On the software side, “we have some algorithms to reduce shots on existing machines. Basically we’re working on new algorithms both model- and rule-based or simulated ways to reduce the shot count on existing machines. We’re working with the mask writer companies to do that,” he added.
Industry work is ongoing with companies such as IMS, which is developing a multi-e-beam mask writer because going from a single beam such as the VSB-type format to a multi-beam system will greatly reduce that mask write time.
In the e-beam space, startup D2S (Design 2 Silicon), a spin out of Cadence Design Systems, began as a project within the EDA giant to look at e-beam as the next thing that was going to be the discontinuity, explained Aki Fujimura, chairman and CEO of D2S. “What we were thinking at the time was that OPC was really hot, but what’s next? We thought that as Moore’s Law shrinks the sizes of features down more and more, even e-beam which at the time was considered absolutely accurate—nobody can touch e-beam with accuracy—we thought that even that was going to become a problem. We didn’t know exactly what node so we didn’t predict exactly the speed at which it happened, which got accelerated because of the need for complex features. EUV and these other alternatives technologies were predicted to happen by now, but it hasn’t happened. And because of that need for e-beam accuracy and e-beam’s set of tricks, it turned out to be earlier than we had predicted.
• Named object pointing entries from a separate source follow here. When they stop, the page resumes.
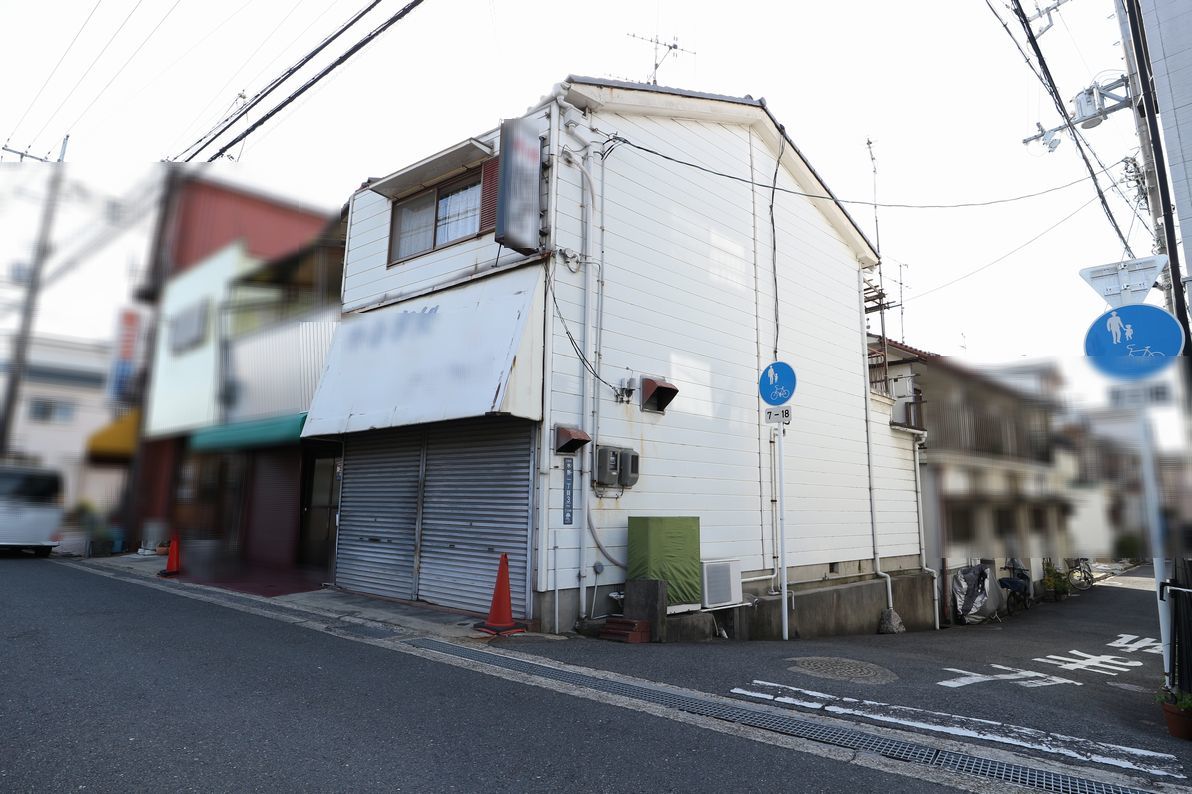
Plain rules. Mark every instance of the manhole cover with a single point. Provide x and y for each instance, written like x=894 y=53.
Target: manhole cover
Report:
x=829 y=667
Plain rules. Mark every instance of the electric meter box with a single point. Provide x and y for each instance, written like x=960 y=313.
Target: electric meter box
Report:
x=608 y=466
x=628 y=475
x=616 y=466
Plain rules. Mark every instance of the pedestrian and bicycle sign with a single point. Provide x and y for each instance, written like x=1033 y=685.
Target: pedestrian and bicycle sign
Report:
x=776 y=384
x=1134 y=341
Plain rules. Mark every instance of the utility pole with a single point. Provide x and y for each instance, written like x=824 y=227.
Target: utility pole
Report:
x=20 y=343
x=1146 y=149
x=1146 y=82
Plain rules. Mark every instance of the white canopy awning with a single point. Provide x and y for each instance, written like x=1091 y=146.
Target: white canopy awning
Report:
x=470 y=351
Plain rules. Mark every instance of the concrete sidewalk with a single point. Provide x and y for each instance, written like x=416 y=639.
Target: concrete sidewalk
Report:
x=326 y=603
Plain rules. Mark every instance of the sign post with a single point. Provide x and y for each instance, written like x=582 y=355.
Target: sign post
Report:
x=1132 y=342
x=776 y=385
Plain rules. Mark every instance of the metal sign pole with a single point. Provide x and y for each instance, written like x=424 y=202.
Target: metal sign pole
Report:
x=775 y=386
x=1158 y=545
x=782 y=532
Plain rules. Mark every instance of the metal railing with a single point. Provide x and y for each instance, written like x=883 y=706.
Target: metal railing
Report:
x=961 y=428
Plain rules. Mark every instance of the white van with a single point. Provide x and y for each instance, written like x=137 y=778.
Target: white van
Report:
x=30 y=508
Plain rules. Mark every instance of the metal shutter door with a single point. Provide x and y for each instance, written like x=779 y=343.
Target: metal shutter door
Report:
x=476 y=506
x=378 y=513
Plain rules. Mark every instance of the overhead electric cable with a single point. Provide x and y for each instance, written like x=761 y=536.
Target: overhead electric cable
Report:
x=616 y=140
x=1007 y=254
x=280 y=79
x=1049 y=84
x=355 y=48
x=123 y=66
x=203 y=112
x=1082 y=140
x=87 y=70
x=160 y=73
x=55 y=69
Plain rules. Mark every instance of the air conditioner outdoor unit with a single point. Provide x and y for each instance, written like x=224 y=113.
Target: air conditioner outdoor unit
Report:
x=721 y=582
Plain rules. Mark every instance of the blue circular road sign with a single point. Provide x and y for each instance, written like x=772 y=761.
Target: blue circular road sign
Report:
x=1134 y=342
x=776 y=384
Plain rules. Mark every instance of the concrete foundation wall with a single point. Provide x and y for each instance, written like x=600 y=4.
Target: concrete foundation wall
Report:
x=819 y=609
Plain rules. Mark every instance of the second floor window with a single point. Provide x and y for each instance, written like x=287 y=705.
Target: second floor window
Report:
x=435 y=218
x=50 y=411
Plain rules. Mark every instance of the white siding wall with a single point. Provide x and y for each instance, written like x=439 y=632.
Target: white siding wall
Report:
x=1168 y=24
x=898 y=509
x=182 y=390
x=684 y=301
x=689 y=296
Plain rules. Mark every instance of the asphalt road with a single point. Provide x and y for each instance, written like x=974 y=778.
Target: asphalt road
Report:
x=112 y=686
x=1111 y=706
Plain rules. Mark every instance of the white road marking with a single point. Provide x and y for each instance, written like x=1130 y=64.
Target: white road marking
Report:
x=1132 y=643
x=1020 y=677
x=1123 y=757
x=1105 y=664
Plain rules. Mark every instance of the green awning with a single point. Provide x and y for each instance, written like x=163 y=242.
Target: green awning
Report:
x=269 y=432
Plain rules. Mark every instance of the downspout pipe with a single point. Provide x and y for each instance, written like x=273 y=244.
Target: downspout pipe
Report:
x=548 y=535
x=593 y=328
x=869 y=441
x=923 y=547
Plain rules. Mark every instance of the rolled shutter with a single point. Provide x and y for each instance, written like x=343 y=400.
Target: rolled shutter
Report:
x=476 y=507
x=378 y=513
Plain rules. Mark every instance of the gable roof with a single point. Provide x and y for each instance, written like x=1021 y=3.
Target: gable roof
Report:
x=618 y=95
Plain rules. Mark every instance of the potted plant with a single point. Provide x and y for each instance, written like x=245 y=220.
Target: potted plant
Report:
x=1178 y=712
x=1055 y=583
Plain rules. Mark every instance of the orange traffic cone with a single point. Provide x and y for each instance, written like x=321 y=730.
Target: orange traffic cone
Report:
x=501 y=613
x=173 y=568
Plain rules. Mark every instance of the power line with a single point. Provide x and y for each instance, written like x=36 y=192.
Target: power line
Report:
x=124 y=66
x=55 y=69
x=229 y=81
x=618 y=140
x=355 y=48
x=583 y=359
x=774 y=235
x=160 y=73
x=1079 y=136
x=1007 y=254
x=280 y=79
x=87 y=70
x=1044 y=75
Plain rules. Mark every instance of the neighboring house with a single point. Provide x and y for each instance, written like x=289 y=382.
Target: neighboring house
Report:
x=209 y=235
x=1105 y=489
x=62 y=401
x=601 y=361
x=992 y=488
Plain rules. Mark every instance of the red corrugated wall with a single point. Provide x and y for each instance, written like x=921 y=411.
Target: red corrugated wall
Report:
x=208 y=217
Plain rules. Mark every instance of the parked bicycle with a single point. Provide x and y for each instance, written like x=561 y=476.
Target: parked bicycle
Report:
x=1080 y=574
x=1017 y=587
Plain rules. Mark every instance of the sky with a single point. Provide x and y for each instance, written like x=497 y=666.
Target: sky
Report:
x=936 y=85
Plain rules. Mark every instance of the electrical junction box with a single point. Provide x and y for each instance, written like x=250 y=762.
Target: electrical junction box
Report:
x=608 y=466
x=628 y=473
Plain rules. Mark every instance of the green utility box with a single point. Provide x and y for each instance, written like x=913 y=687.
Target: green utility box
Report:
x=668 y=547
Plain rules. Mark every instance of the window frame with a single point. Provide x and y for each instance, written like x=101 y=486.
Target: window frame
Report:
x=472 y=177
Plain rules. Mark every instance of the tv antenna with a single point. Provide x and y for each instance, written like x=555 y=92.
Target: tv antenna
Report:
x=662 y=49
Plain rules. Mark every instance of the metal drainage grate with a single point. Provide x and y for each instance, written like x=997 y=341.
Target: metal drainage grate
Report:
x=956 y=762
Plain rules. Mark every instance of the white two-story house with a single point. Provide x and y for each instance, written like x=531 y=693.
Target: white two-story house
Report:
x=544 y=341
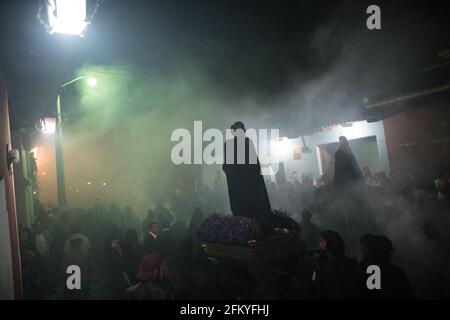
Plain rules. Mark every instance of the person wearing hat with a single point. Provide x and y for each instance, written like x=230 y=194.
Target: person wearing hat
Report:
x=246 y=188
x=150 y=286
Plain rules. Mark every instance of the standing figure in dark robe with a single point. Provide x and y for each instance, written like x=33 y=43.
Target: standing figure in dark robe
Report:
x=246 y=187
x=346 y=167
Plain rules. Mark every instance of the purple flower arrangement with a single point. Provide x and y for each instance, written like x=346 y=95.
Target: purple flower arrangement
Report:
x=230 y=230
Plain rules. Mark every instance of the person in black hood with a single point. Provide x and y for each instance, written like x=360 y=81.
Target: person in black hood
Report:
x=338 y=277
x=346 y=167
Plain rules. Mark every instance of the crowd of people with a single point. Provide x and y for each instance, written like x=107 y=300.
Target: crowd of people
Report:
x=162 y=258
x=343 y=229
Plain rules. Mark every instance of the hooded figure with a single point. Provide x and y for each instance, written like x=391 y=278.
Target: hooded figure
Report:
x=346 y=167
x=246 y=188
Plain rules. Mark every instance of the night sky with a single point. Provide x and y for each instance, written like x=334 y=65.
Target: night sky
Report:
x=268 y=49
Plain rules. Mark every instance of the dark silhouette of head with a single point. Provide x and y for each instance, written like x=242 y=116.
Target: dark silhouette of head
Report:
x=333 y=243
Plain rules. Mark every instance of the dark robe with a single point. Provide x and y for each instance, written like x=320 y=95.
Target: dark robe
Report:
x=246 y=188
x=346 y=168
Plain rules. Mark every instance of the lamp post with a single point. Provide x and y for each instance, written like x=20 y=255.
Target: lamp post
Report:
x=60 y=176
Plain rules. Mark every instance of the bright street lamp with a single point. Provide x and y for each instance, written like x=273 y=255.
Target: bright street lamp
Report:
x=67 y=16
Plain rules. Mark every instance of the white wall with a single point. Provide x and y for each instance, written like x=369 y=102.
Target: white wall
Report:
x=310 y=161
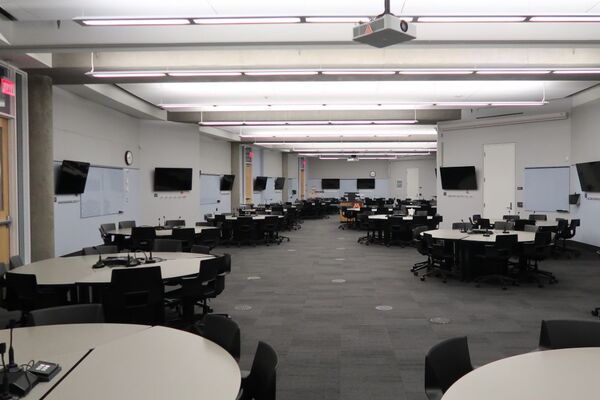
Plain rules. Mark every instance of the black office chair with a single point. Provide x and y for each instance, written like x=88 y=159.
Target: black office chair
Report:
x=198 y=289
x=187 y=237
x=261 y=383
x=244 y=231
x=142 y=238
x=538 y=217
x=445 y=363
x=167 y=245
x=420 y=244
x=538 y=251
x=106 y=237
x=102 y=249
x=23 y=293
x=565 y=233
x=209 y=237
x=223 y=331
x=566 y=334
x=71 y=314
x=135 y=296
x=200 y=249
x=16 y=261
x=126 y=224
x=493 y=263
x=172 y=223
We thought looking forward that e-beam was going to be the next frontier.”
In 2007, while they were still an internal unit at Cadence, the team came up with a technology idea that blended the design aspect and the manufacturing aspect together in what they called design for e-beam (DFEB) for a direct write application.
In order to do that, a suite of core technologies had to be developed having to do with simulating e-beam because, he said. “When you are trying to do direct write you have to do it at a one-to-one dimension, whereas when you are writing masks you do it at a four-to-one dimension. So if you are trying to write 30nm on the wafer, on the mask it’s 120nm, but with the direct-write way you have to do it at 30nm and that’s tough. So for wafer direct write, the era of needing e-beam simulation comes much, much earlier because of the one-to-one dimensions. Because we had to deal with that, we developed a bunch of technologies in-house to do simulation.”
By the time D2S spun out in 2007, the team had started to develop a portfolio of simulation techniques that did just that.
Another interesting aspect of D2S technology is that it runs on GPU-based machines because GPUs are especially good at these kinds of accelerations, Fujimura explained—particularly for lithography because of the image processing aspect of it, but even more particularly for e-beam because of the increase in convolution.
Looking ahead, Mentor Graphics’ Bhatara pointed out another area emerging as a very, very strong focus throughout the industry—albeit a little difficult to quantify and not entirely tangible—is really about solving the issue of productivity. “This includes development cycle times and associated costs. Because of the number of tools, the amount of complexity that’s going into these flows is shooting up and your engineering resources don’t necessarily grow exponentially. The industry is unwilling to tolerate development cycle times that would increase, so a lot of the onus is really borne by us from a software standpoint working closely with our customers and partners and tackling this issue of managing productivity needs.”